# The best place to live if you work in Deira



## JohnTheDon (Nov 15, 2013)

Hi all,

I'm John. I'll be moving to Dubai at the end of the month. I'll be working at the Emirates NBD building in Deira. Can you let me know what you think are the best Neighbourhoods to live in terms of having good access to the office? Both by metro or car?


----------



## Asimfrombombay (Sep 20, 2013)

Of course Daira


----------



## Mix (Jul 18, 2010)

Hi John,

If you're working at the Emirates NBD head office, you'll be well-served by the Metro and I'd therefore prioritise areas which are near a metro station. If you're thinking of driving, I would first check whether you'll have a parking space at work.

Personally, I'd look at areas which are to the south-west along the Red line. You could look at the buildings on Sheikh Zayed Road (SZR) including Trade Centre and DIFC areas, or the SZR side of Business Bay (Executive Towers, etc.). The next main residential area is around Mall of the Emirates, but you may find the commute takes too long - the RTA.ae website has a journey planner so you can check.

If you are sure you'll have a car, and need a villa/family environment then you could also look at areas such as Jumeirah or Mirdif (park and ride from Rashidiya).

The best area will depend on your budget, commuting time tolerance, what type of accommodation you need (apartment vs. villa, one room vs. family place, etc.), and other qualitative factors (type of neighbours, etc.).

To the south-east on the Red line, or either direction on the Green line you're likely to find that the areas are non-residential (industrial or shopping areas) or the housing stock is older with a higher population density. That said, if you are on a tight budget for a family apartment, you may find something on the green line north-east (Al Nahda, etc.).


----------



## nicegalmemi (Nov 17, 2013)

Try qusais/ mamzar or Riqqa. I think they should be ok.


----------



## Fat Bhoy Tim (Feb 28, 2013)

nicegalmemi said:


> Try qusais/ mamzar or Riqqa. I think they should be ok.


Qusais?


----------



## TallyHo (Aug 21, 2011)

You've received suggestions that are all over the map but Mix described it pretty well. It's always nice to have the metro as a viable option for getting to work. 

The issue is whether you want to live in an apartment in an area with plenty of other western expats and if so that means living south of the Creek. Sheikh Zayed/DIFC is a good option, as is Business Bay. Even Downtown is feasible if you live in the Lofts and don't mind a 10 minute walk to the metro. 

The other areas suggested are north of the Creek and not popular with western expats, although they're perfectly fine if you don't mind being the only European in the whole building or even block! 

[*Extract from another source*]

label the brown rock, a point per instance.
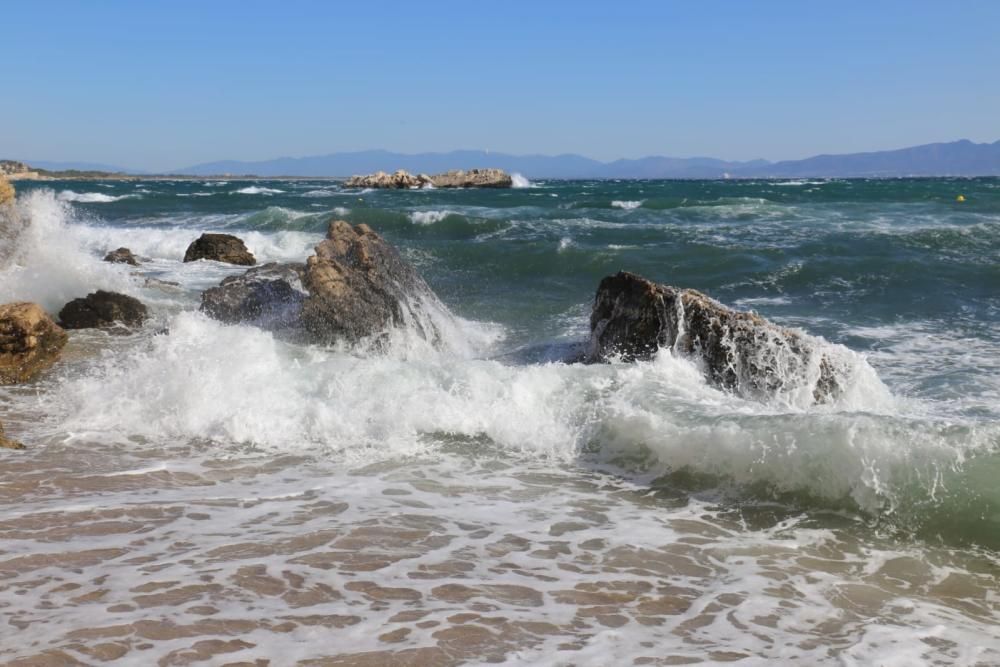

While there are western expats who do indeed live in Deira, it's a small number of people and from a social perspective you're better off south of the Creek. 

If you don't mind driving it's not that long of a commute from the Marina to Deira as you'd be going against the main traffic flow. 30 minutes seems to be the norm.


----------



## saraswat (Apr 28, 2012)

@OP: Referencing an earlier post on another thread, you might want to get in touch with the Russian mafia. They seem to be 'all up in it' in Deira and would be able to advise you towards which places to live ... 

p.s: my try at tongue-in-cheek, not sure if it worked ..


----------